In this scenario, graphics and logic are both observers and they are both subjects; e.g. they both request and they both respond.

# Subject on emitting, observer on receiving.
                    __________       
  subject          |          |        observer
 __________        |          |        _________
|          |------>|__________|------>|         |
|          |        __________        |         |
|__________|<------|          |<------|_________|
                   |          |       
  observer         |__________|        subject

The Request Pattern is a method of distilling this procedure into a single call; the request.

  subject                                observer
 __________         ___________         _________
|          |------>|           |------>|         |
|  button  |       |  request  |       |  logic  |
|__________|<------|___________|<------|_________|
 

Here, an observer is connected to subject via a request. The button in this scenario is said to emit a request as opposed to a signal. When button emits a request, the subscribed observer performs the given action and returns a value.

# Trivial example in Python
#  --------------------------------
#
#  Marcus doesn't know his own age 
#
#  --------------------------------- 
>>> observer = type('Marcus', (object,), {})()
>>> observer.get_age = Request()
>>> observer.get_age()
None

# Trivial example in Python
#  --------------------------------
#
#  Mom to the rescue
#
#  --------------------------------- 
>>> observer = type('Marcus', (object,), {})()
>>> observer.get_age = Request()

>>> subject = type('Mom', (object,), {})()
>>> subject.give_age = lambda: 27

>>> observer.get_age.connect(subject.give_age)
>>> observer.get_age()
27

Architecture

Multiple observers

As a side-effect to the given loose-coupling of this pattern, request objects may cope with multiple observers.
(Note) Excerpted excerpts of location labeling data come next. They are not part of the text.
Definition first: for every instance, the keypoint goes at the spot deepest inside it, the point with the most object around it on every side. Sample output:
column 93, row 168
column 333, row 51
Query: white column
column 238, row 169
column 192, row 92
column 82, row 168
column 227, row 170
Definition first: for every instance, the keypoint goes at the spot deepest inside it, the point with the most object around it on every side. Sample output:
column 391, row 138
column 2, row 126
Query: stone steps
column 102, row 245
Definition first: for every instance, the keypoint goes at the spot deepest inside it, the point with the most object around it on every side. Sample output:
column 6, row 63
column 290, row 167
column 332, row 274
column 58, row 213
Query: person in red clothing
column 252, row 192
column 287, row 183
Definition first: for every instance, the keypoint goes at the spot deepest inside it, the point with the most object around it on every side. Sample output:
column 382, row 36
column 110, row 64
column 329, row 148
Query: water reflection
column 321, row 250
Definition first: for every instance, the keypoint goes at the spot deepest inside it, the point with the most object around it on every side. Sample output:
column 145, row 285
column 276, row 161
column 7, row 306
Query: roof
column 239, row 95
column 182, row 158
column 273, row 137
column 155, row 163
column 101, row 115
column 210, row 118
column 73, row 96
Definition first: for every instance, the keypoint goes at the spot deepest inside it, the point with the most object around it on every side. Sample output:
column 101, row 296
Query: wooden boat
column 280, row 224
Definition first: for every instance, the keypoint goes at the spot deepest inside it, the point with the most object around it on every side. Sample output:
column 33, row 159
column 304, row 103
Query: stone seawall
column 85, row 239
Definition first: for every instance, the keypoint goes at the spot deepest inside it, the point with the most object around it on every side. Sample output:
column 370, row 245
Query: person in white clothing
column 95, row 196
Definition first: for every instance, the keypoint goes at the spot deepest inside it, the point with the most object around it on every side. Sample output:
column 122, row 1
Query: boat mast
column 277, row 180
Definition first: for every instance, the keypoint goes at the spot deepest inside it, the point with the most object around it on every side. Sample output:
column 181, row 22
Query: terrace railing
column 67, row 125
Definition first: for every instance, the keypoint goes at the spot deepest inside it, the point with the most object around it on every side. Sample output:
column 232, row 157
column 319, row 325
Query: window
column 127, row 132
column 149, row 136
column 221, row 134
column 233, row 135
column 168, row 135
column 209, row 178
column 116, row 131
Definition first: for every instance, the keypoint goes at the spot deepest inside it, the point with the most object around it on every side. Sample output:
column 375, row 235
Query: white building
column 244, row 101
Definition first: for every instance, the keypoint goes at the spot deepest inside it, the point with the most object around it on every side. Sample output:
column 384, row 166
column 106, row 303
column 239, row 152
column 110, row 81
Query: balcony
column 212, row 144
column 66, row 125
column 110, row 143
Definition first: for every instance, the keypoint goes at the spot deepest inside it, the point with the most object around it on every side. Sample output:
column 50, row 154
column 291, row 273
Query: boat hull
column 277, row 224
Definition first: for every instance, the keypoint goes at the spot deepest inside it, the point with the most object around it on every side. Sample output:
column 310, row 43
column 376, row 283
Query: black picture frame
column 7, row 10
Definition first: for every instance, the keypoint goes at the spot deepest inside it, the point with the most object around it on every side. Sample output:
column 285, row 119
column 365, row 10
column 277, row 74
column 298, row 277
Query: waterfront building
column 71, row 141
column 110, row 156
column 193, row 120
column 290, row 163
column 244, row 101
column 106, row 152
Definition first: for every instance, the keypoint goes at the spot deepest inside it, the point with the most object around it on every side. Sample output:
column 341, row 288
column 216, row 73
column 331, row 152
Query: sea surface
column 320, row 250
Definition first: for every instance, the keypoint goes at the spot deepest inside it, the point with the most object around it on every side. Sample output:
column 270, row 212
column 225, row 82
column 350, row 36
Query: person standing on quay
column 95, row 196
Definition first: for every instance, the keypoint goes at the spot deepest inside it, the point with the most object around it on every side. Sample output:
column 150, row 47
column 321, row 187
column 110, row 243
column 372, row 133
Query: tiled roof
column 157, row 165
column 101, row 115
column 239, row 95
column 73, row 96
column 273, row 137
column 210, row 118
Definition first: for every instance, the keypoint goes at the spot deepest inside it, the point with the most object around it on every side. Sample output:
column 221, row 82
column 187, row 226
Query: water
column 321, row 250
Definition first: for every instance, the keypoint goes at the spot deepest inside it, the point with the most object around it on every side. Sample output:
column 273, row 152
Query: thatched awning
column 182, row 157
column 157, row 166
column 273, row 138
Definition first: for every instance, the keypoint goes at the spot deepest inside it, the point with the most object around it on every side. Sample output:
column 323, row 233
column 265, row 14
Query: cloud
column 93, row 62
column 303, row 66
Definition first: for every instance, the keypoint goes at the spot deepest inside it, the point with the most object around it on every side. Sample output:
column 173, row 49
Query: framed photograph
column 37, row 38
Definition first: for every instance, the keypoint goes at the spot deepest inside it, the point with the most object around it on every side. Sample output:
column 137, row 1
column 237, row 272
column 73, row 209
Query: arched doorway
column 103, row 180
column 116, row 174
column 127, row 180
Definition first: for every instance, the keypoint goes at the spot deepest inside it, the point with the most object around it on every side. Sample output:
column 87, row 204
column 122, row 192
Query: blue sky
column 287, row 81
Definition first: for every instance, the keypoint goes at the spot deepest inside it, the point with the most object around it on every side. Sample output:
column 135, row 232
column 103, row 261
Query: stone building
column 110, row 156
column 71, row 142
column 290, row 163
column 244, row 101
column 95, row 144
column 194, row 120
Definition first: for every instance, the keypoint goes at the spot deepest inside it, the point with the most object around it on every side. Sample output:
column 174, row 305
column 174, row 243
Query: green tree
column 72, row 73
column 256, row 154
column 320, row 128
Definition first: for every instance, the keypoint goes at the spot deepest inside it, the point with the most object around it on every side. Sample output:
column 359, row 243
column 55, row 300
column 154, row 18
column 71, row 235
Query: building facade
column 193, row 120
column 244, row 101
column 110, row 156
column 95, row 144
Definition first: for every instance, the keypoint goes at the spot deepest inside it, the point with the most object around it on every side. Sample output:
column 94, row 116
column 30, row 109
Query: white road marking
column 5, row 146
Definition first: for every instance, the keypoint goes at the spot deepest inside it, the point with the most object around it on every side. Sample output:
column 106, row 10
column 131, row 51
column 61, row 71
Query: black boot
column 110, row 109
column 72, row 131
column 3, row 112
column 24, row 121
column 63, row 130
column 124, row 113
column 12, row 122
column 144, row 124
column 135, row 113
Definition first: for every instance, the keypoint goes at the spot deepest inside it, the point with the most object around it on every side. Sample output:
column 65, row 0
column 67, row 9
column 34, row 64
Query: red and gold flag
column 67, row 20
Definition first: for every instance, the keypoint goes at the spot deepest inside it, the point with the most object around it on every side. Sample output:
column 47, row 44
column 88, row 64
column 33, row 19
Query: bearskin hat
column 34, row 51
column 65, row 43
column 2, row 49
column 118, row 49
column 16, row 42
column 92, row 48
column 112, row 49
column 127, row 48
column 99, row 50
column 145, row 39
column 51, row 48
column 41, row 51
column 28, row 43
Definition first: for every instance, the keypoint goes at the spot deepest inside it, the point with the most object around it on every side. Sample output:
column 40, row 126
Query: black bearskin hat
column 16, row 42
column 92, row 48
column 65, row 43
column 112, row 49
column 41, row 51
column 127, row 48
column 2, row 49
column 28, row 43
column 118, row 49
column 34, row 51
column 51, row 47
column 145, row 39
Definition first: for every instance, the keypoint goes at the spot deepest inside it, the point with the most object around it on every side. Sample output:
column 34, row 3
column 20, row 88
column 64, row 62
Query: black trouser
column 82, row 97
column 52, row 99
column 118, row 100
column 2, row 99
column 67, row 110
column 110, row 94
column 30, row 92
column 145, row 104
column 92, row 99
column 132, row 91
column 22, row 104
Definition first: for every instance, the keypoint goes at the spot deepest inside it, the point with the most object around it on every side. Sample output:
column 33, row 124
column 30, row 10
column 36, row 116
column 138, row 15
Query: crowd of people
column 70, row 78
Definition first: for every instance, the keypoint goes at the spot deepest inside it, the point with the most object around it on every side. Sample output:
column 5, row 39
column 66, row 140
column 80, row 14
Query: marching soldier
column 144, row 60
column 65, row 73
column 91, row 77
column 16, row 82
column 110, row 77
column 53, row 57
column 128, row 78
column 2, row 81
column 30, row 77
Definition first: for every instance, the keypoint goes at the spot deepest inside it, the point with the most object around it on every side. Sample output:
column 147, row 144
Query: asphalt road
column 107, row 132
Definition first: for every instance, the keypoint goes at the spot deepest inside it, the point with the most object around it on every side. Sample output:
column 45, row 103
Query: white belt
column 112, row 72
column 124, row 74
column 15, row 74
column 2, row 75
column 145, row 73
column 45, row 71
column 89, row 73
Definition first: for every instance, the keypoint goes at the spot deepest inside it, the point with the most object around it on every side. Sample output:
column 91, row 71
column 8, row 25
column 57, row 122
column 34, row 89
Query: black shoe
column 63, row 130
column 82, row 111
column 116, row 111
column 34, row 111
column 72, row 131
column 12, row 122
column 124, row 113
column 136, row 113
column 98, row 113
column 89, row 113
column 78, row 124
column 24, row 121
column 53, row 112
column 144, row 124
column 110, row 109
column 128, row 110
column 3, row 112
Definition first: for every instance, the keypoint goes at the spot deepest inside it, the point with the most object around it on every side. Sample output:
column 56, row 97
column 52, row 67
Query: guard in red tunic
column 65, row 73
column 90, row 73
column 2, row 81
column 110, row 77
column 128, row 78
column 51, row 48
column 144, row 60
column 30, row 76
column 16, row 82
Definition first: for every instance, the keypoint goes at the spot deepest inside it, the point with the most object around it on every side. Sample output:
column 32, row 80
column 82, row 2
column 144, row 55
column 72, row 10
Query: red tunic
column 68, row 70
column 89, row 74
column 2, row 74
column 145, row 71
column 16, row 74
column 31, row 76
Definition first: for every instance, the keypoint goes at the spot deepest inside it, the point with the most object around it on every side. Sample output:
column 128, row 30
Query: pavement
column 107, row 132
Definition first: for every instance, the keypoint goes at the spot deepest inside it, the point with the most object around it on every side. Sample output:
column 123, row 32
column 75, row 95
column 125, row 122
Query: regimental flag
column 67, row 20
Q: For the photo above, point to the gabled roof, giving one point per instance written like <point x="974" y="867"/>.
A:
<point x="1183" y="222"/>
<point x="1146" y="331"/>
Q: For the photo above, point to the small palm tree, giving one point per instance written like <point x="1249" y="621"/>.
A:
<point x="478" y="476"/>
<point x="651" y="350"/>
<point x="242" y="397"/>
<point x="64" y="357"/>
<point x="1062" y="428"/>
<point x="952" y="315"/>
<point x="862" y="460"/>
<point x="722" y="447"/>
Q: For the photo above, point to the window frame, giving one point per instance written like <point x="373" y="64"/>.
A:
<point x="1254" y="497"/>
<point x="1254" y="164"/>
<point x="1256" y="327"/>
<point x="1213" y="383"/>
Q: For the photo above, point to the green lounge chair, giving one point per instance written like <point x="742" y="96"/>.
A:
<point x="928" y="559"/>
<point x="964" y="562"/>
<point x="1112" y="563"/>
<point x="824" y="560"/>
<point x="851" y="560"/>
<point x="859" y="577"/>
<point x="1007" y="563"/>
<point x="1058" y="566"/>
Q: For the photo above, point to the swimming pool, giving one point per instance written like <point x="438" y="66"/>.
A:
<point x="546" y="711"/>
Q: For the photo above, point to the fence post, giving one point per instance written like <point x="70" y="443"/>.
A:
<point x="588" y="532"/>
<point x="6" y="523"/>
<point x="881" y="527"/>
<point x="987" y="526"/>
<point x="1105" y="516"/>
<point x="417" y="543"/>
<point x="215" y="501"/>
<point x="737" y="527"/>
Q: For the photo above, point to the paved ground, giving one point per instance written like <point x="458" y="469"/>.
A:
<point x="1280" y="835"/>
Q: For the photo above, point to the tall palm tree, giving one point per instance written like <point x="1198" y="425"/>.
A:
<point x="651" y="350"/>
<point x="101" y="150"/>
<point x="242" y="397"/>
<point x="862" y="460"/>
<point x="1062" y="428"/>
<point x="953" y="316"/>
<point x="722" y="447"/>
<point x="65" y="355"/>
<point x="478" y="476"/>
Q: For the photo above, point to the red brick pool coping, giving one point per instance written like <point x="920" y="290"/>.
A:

In the majority of cases, a request will have 0-1 observers. 0 meaning no one is there to answer the request - in which case it may simply return a null - 1 meaning there is exactly one component potentially capable of fullfilling the request. I say “potentially” because even though in the majority of cases, the return value will be what is expected, but the pattern allows for non-expected return values as well.

                                        _________
                    ___________        |         |
 __________        |           |------>| primary |  # In the cloud
|          |------>|           |<------|_________|
| graphics |       |  request  |        ___________
|__________|<------|           |------>|           |
                   |___________|<------| secondary |  # Local
                                       |___________|
 

Picture another graphical user interface. This one has a button within graphics which requests the factorial of a very high number, requiring phenomenal computational horse-power.

When the button is pressed, graphics sends a request to a worker in the cloud; primary, a remote workstation with plentiful of computational horse-power. When primary has completed performing this task, it returns a value to graphics.

Now, what if the graphics suddenly got cut-off from the internet? primary would no longer be there to fulfill its duties and yet the user is awaiting an answer. In this scenario, another observer may be subscribed to the request, secondary, to fill in for when primary fails. This observer is running the operation locally and thus is a little slower; but, it gets the job done.

This pattern of handling and discarding requests may be called the Strategy Pattern

# Multiple observers example
observer = type('Math', (object,), {})()
observer.get_factorial = pifou.signal.Request()

subject1 = type('CloudService', (object,), {})()
subject2 = type('LocalService', (object,), {})()


def compute_remote():
    # Fails..
    return None


def compute_local():
    time.sleep(1)
    return 27


subject1.give_factorial = compute_remotely  # First one to try
subject2.give_factorial = compute_locally

observer.get_factorial.connect(subject1.give_factorial)
observer.get_factorial.connect(subject2.give_factorial)
observer.get_factorial()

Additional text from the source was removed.